5. In ablation study, the result differences between different settings are not significant. The baseline result is already good, and it is hard to see the improvement of the proposed "external dictionary".

6. Text formats: too many unnecessary upper cased words in the paper, for example "Dictionary", "Key", "Value".

In conclusion, this paper has little technical contributions and the motivation is also unclear. The key contributions are based on subjective analysis and lacks experimental support. Therefore, I vote for reject.

[a] Perceiver IO: A General Architecture for Structured Inputs & Outputs. Jaegle et al. ICLR2022.
[b] Visual Prompt Tuning. Jia et al. ECCV2022.
[c] Vision Transformer Adapter for Dense Predictions. Chen et al. ICLR2023.

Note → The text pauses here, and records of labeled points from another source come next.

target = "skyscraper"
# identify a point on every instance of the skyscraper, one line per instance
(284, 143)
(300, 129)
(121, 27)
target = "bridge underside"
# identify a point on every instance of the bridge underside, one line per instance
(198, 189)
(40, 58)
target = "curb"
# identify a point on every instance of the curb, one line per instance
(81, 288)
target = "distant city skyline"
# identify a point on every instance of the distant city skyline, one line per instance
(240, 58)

1. Important information are missed. How is $D_0$ generated? It is mentioned in Sec.3.3 that $D_0$ is introduced in Sec.3.2, while I cannot find an informative description there.
2. The proposed method is questionable. If the dictionary records an external prior, it should be a sparse representation obtained based on the entire dataset. However, the dictionary is optimized synchronously with the training process for each batch. It is weird.
3. The underlying logic of the effectiveness of external prior is not clear. For a powerful network, the meaning of external prior seems to be some image-specific high-frequency information. It is questionable how much effective information a limited dictionary representation can store. What is the length of $D$?

• The method of using dictionary learning for image restoration is not novel. Some preview works also use similar techniques. There is a lack of thorough discussion in the context of dictionary learning with deep neural networks.
• It is not clear about the effectiveness of the proposed dictionary learning empirically and analytically. The ablation is only conducted for one specific setting. No computational tradeoffs are illustrated.
• Experiments show some comparable performance with existing methods.
• The paper should include more papers for discussion and more recent methods for comparisons, e.g., GRL and NAFNet.

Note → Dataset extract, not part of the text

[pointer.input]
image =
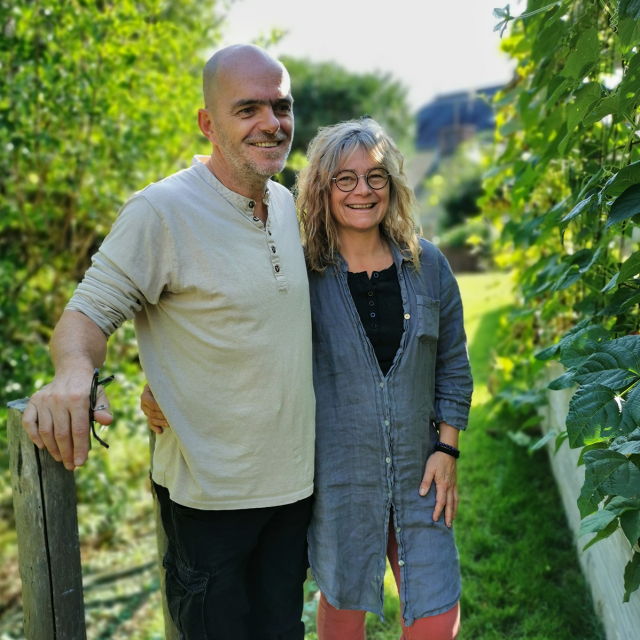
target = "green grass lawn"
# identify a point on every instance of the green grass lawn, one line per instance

Zheng, Hongyi, Hongwei Yong, and Lei Zhang. "Deep convolutional dictionary learning for image denoising." CVPR. 2021.
Valanarasu, Jeya Maria Jose, Rajeev Yasarla, and Vishal M. Patel. "Transweather: Transformer-based restoration of images degraded by adverse weather conditions." CVPR. 2022.
Zhang, Jinghao, et al. "Ingredient-Oriented Multi-Degradation Learning for Image Restoration." CVPR. 2023.
Chen, Liangyu, et al. "Simple baselines for image restoration." ECCV. 2022.

• The writing of the method section seems not friendly to understand.
• The initial dictionary tokens are randomly initialized, which seems suboptimal. The learning details and the visualization analyses seem not enough to support the motivation.
• Ablations only show token dictionary and ADR improves over baseline. More ablation studies validating design choices like token size, reduction ratio, etc. would be useful.
• The related works are not enough. There are many dictionaries or codebook-based image restoration methods. However, this work did not discuss and compare with them. This makes the paper lack novelty, especially the claim that introduces a token dictionary learning method. This is not novel.
• The adaptive token dictionary refinement seems not reasonable enough. Because if the updated features x^{l+1} can provide sufficient features or details like a dictionary, the reconstruction of only using it can generate plausible results. So the usage of x^{l+1} for dictionary seems not reasonable.